Brenner, played solidly by Alex Breaux (NYTW’s Red Speedo), who I must say, looks the part more than I realized in the first moment, arrives into town as Henry’s radio connection grows stronger and the deeds that are being committed grow more gruesome and intense. The spider leg scene will live rent-free in your brain for a while, as we watch Henry’s mother disengage and try to escape what is and has happened to her son. We also feel the incoming crawling sense of dread that the arrival of this ‘expert’, Doctor Brenner, brings forward, and we hold onto our seats in wild, nervous anticipation of what will soon follow.

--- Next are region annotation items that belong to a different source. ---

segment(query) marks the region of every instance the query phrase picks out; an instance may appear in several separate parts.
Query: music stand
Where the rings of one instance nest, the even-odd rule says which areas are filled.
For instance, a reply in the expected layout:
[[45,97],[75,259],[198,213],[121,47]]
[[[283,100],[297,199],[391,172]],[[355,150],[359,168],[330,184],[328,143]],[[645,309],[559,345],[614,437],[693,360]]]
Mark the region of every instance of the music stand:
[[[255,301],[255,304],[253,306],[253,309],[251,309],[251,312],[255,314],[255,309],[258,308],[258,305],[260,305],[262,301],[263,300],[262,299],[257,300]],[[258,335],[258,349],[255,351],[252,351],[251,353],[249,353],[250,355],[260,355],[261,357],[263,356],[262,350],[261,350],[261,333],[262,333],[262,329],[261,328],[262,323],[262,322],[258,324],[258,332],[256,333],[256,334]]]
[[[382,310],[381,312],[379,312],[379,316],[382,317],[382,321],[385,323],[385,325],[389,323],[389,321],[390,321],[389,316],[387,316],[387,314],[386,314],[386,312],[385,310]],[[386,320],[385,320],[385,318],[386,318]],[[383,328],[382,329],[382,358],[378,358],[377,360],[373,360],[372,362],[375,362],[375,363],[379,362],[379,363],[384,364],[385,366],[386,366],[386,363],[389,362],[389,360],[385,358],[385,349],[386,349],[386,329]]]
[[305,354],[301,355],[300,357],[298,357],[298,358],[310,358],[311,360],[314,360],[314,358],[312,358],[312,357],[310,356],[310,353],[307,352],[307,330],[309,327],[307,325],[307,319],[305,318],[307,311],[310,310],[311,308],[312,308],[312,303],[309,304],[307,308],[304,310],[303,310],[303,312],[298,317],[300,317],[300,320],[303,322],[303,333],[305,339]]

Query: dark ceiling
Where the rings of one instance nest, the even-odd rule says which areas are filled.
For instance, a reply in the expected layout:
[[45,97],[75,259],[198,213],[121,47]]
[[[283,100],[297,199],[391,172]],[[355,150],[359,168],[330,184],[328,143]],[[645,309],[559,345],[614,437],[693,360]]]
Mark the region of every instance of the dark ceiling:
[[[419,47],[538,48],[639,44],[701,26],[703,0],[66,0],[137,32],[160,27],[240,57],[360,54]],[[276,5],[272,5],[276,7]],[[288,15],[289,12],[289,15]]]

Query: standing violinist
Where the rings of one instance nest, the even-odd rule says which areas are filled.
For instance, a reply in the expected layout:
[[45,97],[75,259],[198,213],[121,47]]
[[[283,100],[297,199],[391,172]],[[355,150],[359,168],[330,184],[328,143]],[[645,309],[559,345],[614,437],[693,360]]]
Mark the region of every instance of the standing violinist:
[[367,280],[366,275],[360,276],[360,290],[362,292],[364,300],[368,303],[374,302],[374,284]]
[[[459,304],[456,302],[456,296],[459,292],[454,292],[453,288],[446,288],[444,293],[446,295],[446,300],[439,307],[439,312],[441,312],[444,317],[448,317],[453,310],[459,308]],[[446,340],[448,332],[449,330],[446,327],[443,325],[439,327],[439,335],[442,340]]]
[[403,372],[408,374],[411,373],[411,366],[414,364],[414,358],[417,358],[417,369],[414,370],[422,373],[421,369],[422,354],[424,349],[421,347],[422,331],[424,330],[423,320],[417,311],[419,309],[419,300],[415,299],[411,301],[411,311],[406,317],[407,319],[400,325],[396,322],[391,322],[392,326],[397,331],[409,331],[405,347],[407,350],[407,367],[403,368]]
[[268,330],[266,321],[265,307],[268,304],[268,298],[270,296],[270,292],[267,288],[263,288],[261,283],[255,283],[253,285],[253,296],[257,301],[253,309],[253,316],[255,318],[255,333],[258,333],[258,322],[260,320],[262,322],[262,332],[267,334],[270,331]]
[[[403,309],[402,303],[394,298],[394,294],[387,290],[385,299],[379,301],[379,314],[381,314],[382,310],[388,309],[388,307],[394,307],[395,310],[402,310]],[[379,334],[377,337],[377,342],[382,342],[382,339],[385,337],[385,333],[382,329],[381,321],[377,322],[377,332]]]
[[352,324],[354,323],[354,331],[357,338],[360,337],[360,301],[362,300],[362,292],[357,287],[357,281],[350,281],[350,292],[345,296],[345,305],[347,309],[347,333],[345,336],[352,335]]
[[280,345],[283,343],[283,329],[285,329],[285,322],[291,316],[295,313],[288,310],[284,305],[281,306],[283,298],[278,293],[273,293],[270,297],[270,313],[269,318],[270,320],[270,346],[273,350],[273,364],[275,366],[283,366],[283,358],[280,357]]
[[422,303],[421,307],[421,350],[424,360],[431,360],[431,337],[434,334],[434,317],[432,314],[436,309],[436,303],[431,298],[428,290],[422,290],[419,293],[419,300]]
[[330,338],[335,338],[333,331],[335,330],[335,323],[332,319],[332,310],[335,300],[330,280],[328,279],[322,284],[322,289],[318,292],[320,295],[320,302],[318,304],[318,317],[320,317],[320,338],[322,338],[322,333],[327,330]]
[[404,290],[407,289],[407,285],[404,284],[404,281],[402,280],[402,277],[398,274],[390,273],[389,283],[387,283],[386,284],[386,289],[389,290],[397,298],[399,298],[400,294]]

Stranger Things: The First Shadow gets bogged down in the details of this convoluted experimental project that started with what happened to that battleship. And now continues on with Brenner and his colleagues in their white-walled lab. It seems that Brenner knows something about the power of the Upside Down and believes Henry is the key to unlock and harness it, but we know that this is all going to go terribly wrong. That something monstrous will be unleashed that should have stayed away, and we can’t help ourselves to be intrigued and drawn in, even as the plot and dialogue stumble through the hallways of the house in ways that don’t amplify the formula.

I must admit that, as the play moved forward, I wasn’t completely buying into nor fully invested in the Patty and Henry connection, especially with what was happening in the attic and what it could mean to her personally, regardless of how brilliant the magic that swirls around them all truly is. The scenes in the lab tear open the barrier between dimensions in an awe-inspiring manner, with the wriggling mess of pain, anguish, and anger spilling out of Henry and descending magnificently (if not somewhat ridiculously) from the ceiling to great effect. Family dinners crack with anger and fly up into a nightmarish contortion of betrayal and anger that keeps this spectacle moving forward at lightning speed, but the actual personal connection to the central figures starts to lose some semblance of deeper meaning and emotional authenticity, causing me to lean back more than lean in.
The music, compositions, and orchestrations of D.J. Walde (NT’s The Importance of Being Earnest) enhance the unraveling in a spectacular fashion, mixing solidly with the period hit parade of songs and the show’s captivating musical theme by Kyle Dixon and Michael Stein. It’s a smoke swirl sensation of the senses, this WWII monster puppet creation, that delivers the sinister scientific contortions in the most epic manner on Broadway. It’s Harry Potter, but turned on its upside-down, dark magic head and forced into the fearful ferociousness of internalized anger and familial betrayal. It’s tense and exciting, with a spellbinding casting of a cutthroat, child-grooming glare that almost blinds us from the meandering plot that only really connects to the diehard fan. McCartney is the magic potion that makes it all work here, giving Stranger Things: The First Shadow its vulnerability and painfully felt empathetic connection. Without him, and without binge-watching the whole series, this new play wows with its trickery, but struggles to fully captivate my conflicted, tense heart.